COMRADES ATTEND FUNERAL


The remains of the late Col Wade Hampton Manning, a gallant soldier [and] polished gentleman of the old school, were laid to rest yesterday in Elmwood cemetery. The simple Episcopal funeral service was red in Trinity church yesterday at 1 o'clock by Rev Kirkman G Finlay, the pastor.

The members of Camp Hampton, the veterans from the Confederate Home, and the M C Butler and Wade Hampton chapters of the United Daughters of the Confederacy attended the funeral in a body, as a tribute of special respect for the late Col Manning, who was closely connected with each one of the organizations.

During the funeral service, Trinity church was filled almost to its capacity. Columbia mourns the passing of Wade Hampton Manning. His death from pneumonia early Wednesday morning came as a great shock to his many friends, who loved him for his unfailing courtesy, his gentleness, and kindness of heart.

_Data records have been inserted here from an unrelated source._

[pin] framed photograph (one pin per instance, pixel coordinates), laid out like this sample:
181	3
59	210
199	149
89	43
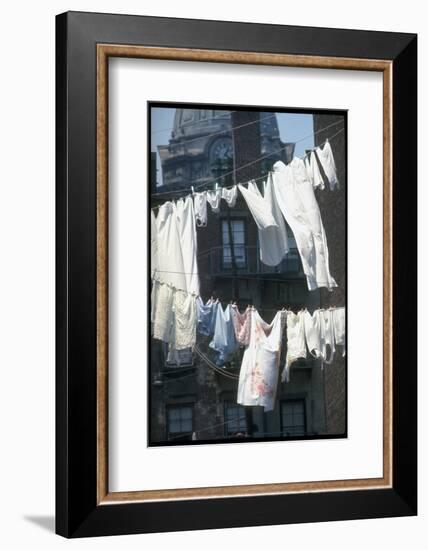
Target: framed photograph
236	247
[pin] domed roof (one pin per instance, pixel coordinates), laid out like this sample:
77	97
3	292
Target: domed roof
194	122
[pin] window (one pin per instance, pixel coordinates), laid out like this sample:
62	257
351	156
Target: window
238	235
234	417
179	422
293	417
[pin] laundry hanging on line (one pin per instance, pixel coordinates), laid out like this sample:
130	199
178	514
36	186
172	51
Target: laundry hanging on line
315	335
288	194
318	333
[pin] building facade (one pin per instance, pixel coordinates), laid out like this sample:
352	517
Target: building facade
189	399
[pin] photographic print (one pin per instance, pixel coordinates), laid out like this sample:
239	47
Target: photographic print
248	274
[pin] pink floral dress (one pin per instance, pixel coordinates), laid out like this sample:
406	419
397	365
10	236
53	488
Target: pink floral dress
258	377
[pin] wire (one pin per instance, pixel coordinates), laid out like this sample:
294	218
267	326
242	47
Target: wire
214	367
213	180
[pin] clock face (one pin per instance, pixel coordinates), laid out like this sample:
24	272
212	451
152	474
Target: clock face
222	150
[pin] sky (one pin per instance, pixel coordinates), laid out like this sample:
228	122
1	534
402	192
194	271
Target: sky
292	128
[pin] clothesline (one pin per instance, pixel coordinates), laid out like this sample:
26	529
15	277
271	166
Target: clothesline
217	132
213	180
203	429
225	302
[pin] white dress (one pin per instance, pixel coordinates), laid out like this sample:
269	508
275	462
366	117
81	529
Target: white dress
188	243
153	245
339	321
200	206
258	377
214	198
329	166
273	239
313	171
183	333
313	334
328	332
296	342
170	264
296	199
230	195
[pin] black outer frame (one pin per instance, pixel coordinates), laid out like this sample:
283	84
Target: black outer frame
77	513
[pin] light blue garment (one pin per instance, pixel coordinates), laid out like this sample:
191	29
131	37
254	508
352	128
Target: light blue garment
206	316
224	341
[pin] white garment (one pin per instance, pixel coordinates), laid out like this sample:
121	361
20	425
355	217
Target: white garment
339	322
188	242
224	341
200	206
329	166
273	239
313	171
296	199
214	197
313	333
162	311
153	301
258	377
153	244
258	206
170	256
174	316
230	195
328	330
296	342
183	333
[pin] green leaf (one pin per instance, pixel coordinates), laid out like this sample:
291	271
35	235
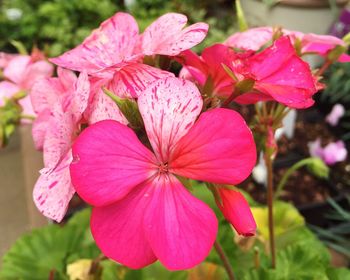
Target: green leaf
242	23
286	217
338	273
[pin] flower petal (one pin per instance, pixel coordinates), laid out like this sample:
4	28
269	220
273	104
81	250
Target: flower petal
118	229
236	210
219	148
166	37
134	78
180	228
54	190
169	108
111	43
109	161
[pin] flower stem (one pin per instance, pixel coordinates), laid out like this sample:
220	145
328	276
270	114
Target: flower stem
269	163
225	260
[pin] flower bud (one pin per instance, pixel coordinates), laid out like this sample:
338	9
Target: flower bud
236	210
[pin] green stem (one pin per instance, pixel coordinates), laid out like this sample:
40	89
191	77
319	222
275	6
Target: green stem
225	260
269	165
288	173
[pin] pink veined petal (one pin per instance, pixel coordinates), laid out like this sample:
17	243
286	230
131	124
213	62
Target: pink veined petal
166	35
237	211
118	229
219	148
169	107
40	126
101	107
53	190
252	97
7	90
252	39
134	78
111	43
35	71
66	77
180	228
16	68
27	108
45	94
59	137
109	161
80	96
272	59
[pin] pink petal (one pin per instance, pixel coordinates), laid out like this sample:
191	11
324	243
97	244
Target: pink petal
7	90
252	39
34	72
237	211
16	68
219	148
45	94
111	43
67	78
53	191
118	229
166	35
40	126
109	161
169	108
27	108
180	228
102	107
59	136
134	78
80	96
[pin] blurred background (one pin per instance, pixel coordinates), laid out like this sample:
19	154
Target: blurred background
59	25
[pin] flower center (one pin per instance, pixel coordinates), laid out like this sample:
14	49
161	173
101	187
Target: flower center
163	168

The members of the immediate family of the late Col Manning are his widow, who was Miss Kate McLean, and three children, Richard Lawrence Manning, Mrs Legare Inglesby, and Miss Kate Hampton Manning. The deceased was the son of Gov John Lawrence Manning. His mother was before her marriage, Miss Susie Hampton, the aunt of Wade Hampton.

Col Manning was private secretary to four governors-Hampton, Jeter, Simpson and Hagood in the dark days after the War Between the States.

Of late Col Manning had found time to devote to writing reminiscences of the war, antebellum days and reconstruction times, which aside from their excellent stylistic qualities, were intensely interesting on account of his intimate association with the men of whom he wrote.